Pug becomes a prisoner of war, then a slave, then an apprentice to a different order of magic in which failure means death. He gains a new name - Milamber - and masters powers few, if any, have ever wielded in either the world of his birth or the world to which he now belongs. He quickly becomes a catalyst, either for the destruction or the salvation of both worlds. Tomas, meanwhile, follows the path of a far older magic to become a mighty warrior, on whom the survival of the elves and dwarves depends. But he also faces an inner struggle over his very identity - a character conflict in the deepest sense, and one that could also bring either balance or disruption to the elven realm.
Meanwhile, as the epic tale unfolds, a third hero emerges: Arutha, the younger son of Duke Borric, and at the tale's opening only a lad a few years older than Pug and Tomas. As a magical rift in space brings invaders from the world of Kelewan to the western parts of the Kingdom, the battle lines cut off Borric, elder son Lyam, and other reinforcements from the isolated duchy of Crydee. And so it falls to Arutha and those with him to defend it - a defense in which the brooding young prince develops great qualities of leadership.
I'm trying to whet your appetite for this story without going on for another six paragraphs. But it's oh, so hard not to spill more than the fair allotment of hints about what happens! I was going to name a few more characters, but that would just make it confusing. I was going to mention some of the big questions that become fraught with suspense and mystery, but that would risk spoiling too many surprises. The problem is, it is such a big story, fully deserving of the word "epic," that it's impossible to give a sense of its overall shape without lapsing into a synopsis of the whole book - which is not what I'm trying to write. Besides, such a synopsis might give the false idea that in its huge dimensions and complex structure, it is difficult to follow or ponderous in its movement. On the contrary, it is a book that moves a clear purpose that grips the reader from one end to the other. Unlike even some of the very finest fantasy tomes, it does not leave you floundering across narrative eddies of confused currents or struggling to coast across calms of uninteresting detail. Even in the revised, expanded, "author's preferred edition" that I happened to read, it only rarely suffered, for but the briefest moment now and again, from the sense that a scene was unnecessary or that a conversation went on a few beats too long. It was, in fact, ingeniously engineered to thrill to the very last page, and left me laughing at its closing sentence.

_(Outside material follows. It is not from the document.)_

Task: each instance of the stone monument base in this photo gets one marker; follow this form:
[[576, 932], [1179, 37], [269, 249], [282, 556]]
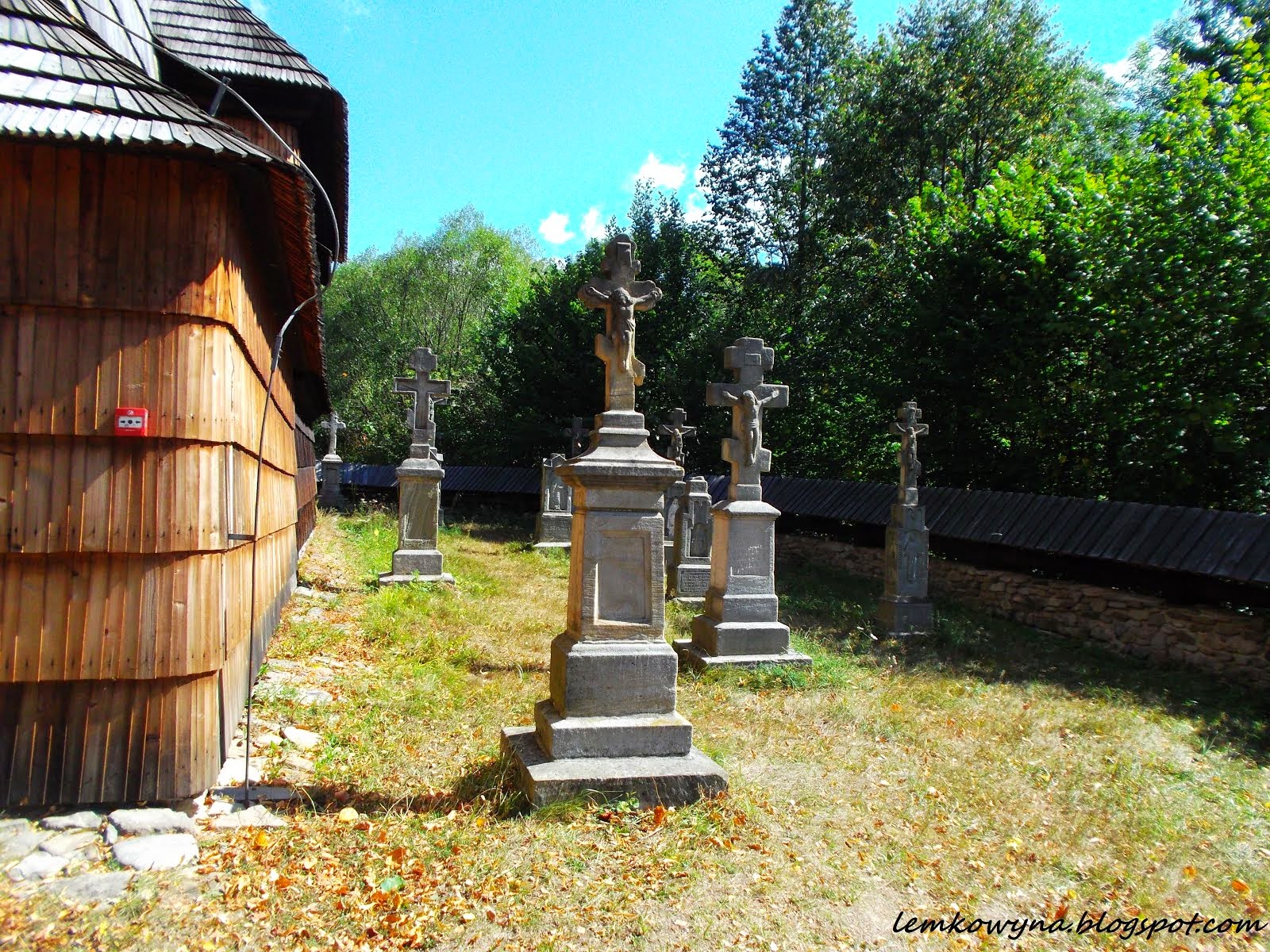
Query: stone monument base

Magician is a novel that, because it is so huge, is most often divided into two books: Magician: Apprentice and Magician: Master. Either separately they form Books 1 and 2, or together they form Book 1, of a series called the Riftwar Saga, in which the immediate sequels are Silverthorn, A Darkness at Sethanon, Prince of the Blood, and The King's Buccaneer. While Feist has gone on from this 1982 debut novel to write numerous fantasy sagas, divided into trilogies and quartets, they all seem to grow out of this book. Most of these apparent spinoff series have "Riftwar" somewhere in their name; then there are the Darkwar, Demonwar, and Chaoswar sagas, which sound like prequels and sequels. I think the cycle totals up to 30 books written over a 30-year period. Now Feist is promising to roll out a completely original, post-Riftwar masterpiece in 2017, titled King of Ashes. While getting into a series of this scope is a daunting undertaking, I find the first book a captivating advertisement for doing just that.